Central bankers save the day – again
Once again, monetary policy has saved the day. In the Eurozone, the ECB’s Long-Term Repo Operations have staved off a banking crisis and given the beleaguered sovereign debt markets a powerful shot in the arm. In the US, QE2 has helped turn investor sentiment around and rekindled business and consumer confidence, allowing the US economy to move ahead after the slowdown last autumn. The UK seems to have avoided a double-dip recession, but its economy continues to bump along the bottom and ITEM forecasts growth of just 0.4% this year.
The reasons for this dismal picture are obvious and inescapable. As a nation we have been living beyond our means and need to adjust. Austerity is the word of the day, not only in the UK but also our major European export markets. Banks are not re-capitalising sufficiently quickly but are responding to higher capital requirements by reducing their balance sheets.

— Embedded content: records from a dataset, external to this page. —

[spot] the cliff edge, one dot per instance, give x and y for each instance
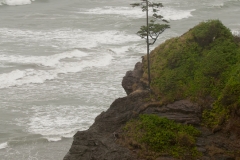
(192, 86)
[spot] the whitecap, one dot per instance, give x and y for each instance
(174, 14)
(67, 37)
(16, 2)
(54, 67)
(62, 121)
(167, 12)
(3, 145)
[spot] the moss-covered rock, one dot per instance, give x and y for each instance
(202, 65)
(154, 136)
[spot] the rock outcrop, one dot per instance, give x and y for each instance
(185, 68)
(99, 142)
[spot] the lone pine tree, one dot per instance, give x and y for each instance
(152, 30)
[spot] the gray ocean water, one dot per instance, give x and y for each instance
(62, 62)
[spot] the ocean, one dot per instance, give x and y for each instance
(62, 62)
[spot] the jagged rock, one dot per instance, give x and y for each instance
(99, 142)
(131, 81)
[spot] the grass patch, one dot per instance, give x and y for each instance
(202, 63)
(154, 136)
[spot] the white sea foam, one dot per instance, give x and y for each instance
(56, 122)
(3, 145)
(27, 76)
(16, 2)
(167, 12)
(174, 14)
(42, 60)
(67, 38)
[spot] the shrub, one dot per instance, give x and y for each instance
(157, 136)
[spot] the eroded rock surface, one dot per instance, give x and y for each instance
(99, 142)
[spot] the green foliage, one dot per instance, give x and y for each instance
(163, 136)
(153, 30)
(204, 62)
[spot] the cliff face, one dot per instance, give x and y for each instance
(218, 141)
(100, 141)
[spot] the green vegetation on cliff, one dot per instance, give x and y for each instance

Large industrial corporations are accumulating cash…
However, there is one part of the economy that has not been living beyond its means. The corporate sector is accumulating cash at an astonishing and accelerating pace and acting as a major drag on the rest of the economy, keeping it close to stall speed. It is hard to see any strong revival in the economy until companies start to release this cash by spending more on acquisitions, investment or dividends.

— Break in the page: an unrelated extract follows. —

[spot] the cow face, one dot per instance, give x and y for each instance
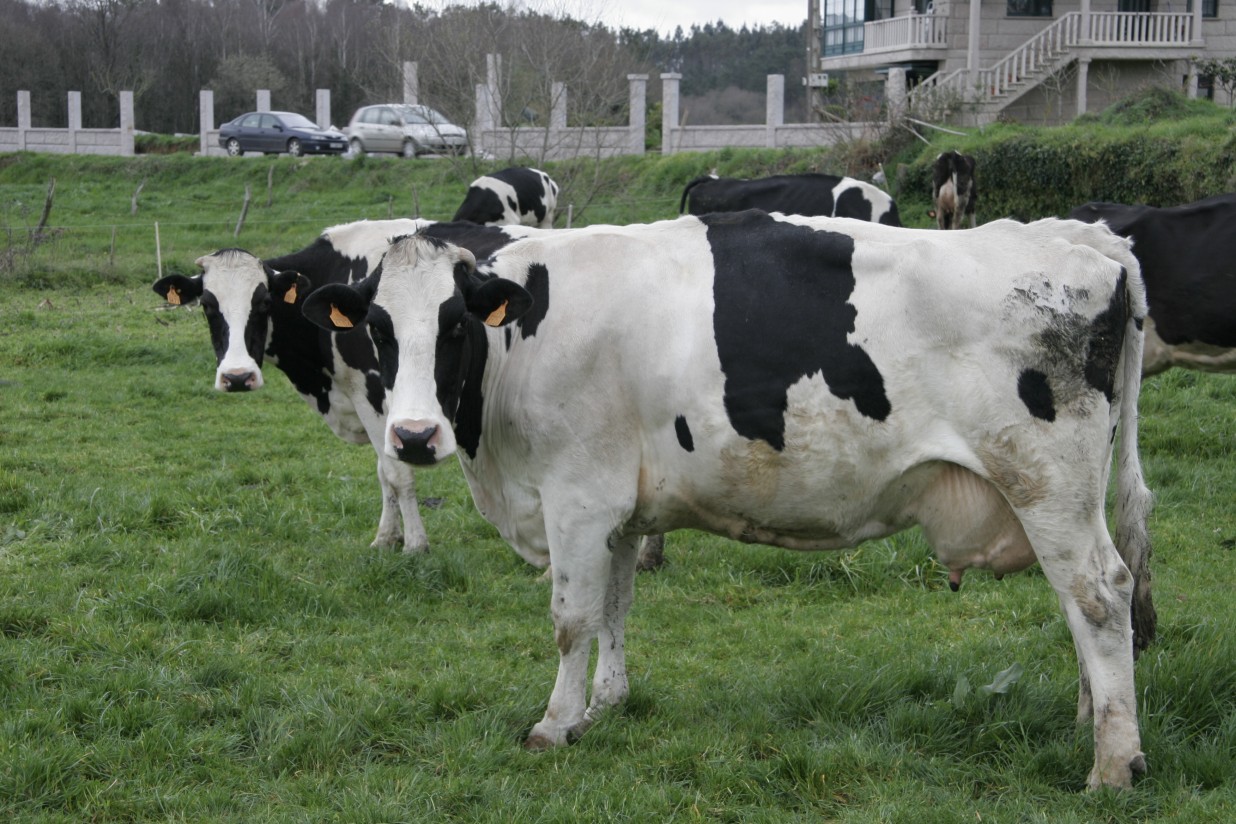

It is interesting to take a look at the current conjuncture from a cash-flow perspective. The chart above shows the net amounts earned or spent by each of the main sectors of the economy in the last two years. Ideally each would be close to zero. What stands out is the government financial deficit or net borrowing, which pumped £147 billion into the economy in 2010 and a further £122 billion last year. But these massive figures were largely the consequence of cash being drained out of the economy and indeed the Exchequer by the private sector. The biggest drain was the company sector, which sucked a hefty £72 billion out of the system in 2010, and a further £80 billion last year. And most of this cash is being hoarded, not spent or invested. Non-financial companies increased their holdings of currency and bank deposits by £48 billion in 2010 and a further £82 billion last year, taking the total to £754 billion, a staggering 50% of GDP.
It is not difficult to see how companies find themselves in this cash-rich position. Globalisation has dramatically increased the power of capital over labour, with workers at the bottom of the pile and even the ‘squeezed middle’ coming under huge pressure. This has been most apparent in the US where companies continued to post record profits right through the downturn. In the UK, companies have been swimming in cash while consumers have been drowning in debt.

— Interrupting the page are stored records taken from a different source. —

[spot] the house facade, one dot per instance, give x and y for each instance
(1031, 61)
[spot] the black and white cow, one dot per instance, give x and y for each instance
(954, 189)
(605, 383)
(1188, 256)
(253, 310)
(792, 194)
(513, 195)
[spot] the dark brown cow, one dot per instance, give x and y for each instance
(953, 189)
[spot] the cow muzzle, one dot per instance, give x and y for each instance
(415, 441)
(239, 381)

…but they’re not investing
Economic forecasters at the Office for Budget Responsibility (OBR), the ITEM Club and elsewhere assumed that larger companies would soon spend much of this accumulating cash on investment. After all, it was very hard to justify putting funds into risky bank deposits with a return of less than 1% when investment spending had in many cases been pared back to a care-and-maintenance level during the recession. However, forecasters’ expectations were not realised. While business spending has been very buoyant in the US, there has been no resurgence in the UK and judging by the investment intentions surveys there will be very little revival this year. Corporates cite lack of demand, volatility and unrealistic vendor expectations as reasons not to invest. The question is when this view will change – it may well be that corporate decision criteria are now out-of-date and don’t reflect the new market environment.